Research to slash BOS costs

BOS hardware: Fostered in large part by the U.S. Department of Energy’s SunShot program, several new projects are expected to begin commercialization by year’s end with promises of up to 75% combined balance of system cost reduction.

One European manufacturer of mounting systems that is bringing fresh design to the U.S. market is A+ Sun Systems, based in San Bonifacio, Italy. The company’s first high tension wire rope racking system in California will be installed on an unusually shaped roof with limited options for anchor points to support a PV array. “The reason many of our installations win out over conventional racking is not a question of cost but rather mere feasibility,” says Alberto Di Gaetano, the Managing Director of the company. “Considering the savings of our system – no ballast, zero or almost zero membrane drilling, super-fast installation, and one third the weight of traditional mounting systems – an installer can save up to 40% of their total costs,” he says. The A+ design permits arrays over arched roofs, down steep grades of terrain, over obstacles, and they can be attached vertically on structures like silos. For commercial flat roofs with limited static load reserve to support solar panels, the wire rope system has the advantage of imparting little over 10 kilograms of weight per square meter compared to 15 kg/m2 for systems requiring drilling, or compared to over 30 kg/m2 for aerodynamic systems on a 10 degree slope, or to about 65 kg/m2 for systems on a 30 degree slope requiring ballast, the company indicates.
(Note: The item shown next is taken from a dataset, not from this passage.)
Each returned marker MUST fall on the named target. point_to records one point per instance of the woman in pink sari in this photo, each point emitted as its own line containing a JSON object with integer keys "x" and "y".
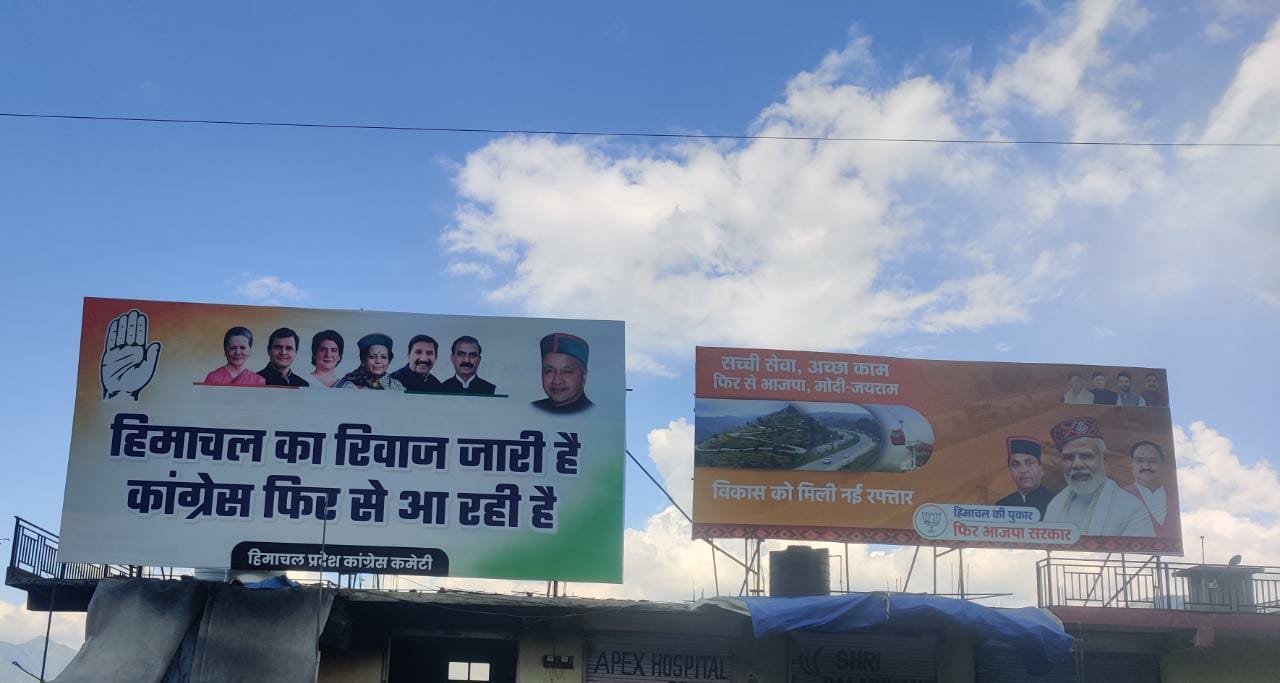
{"x": 237, "y": 345}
Overall, the A+ support system represents only one third of the total PV system weight – with panels representing the other two thirds of the weight. In contrast, the traditional PV racking systems requiring ballast for the sloped roofs can be six times as much weight as the panels, Di Gaetano indicates.

Correction

pv magazine, April 2014 issue, article titled, Research to slash BOS costs, p. 68: Last issue, pv magazine erroneously stated that the A+ mounting system from A+ Sun Systems represented one third of the total PV system weight. We apologize for this error. In fact, the A+ tensile structure represents only one third of traditional mounting system weight, says Alberto Di Gaetano, the company MD, and does not use ballast. These two factors combined allow installation on weak roofs with the advantage of zero (or very little) roof membrane drilling. This is possible on flat, sloped and round roofs.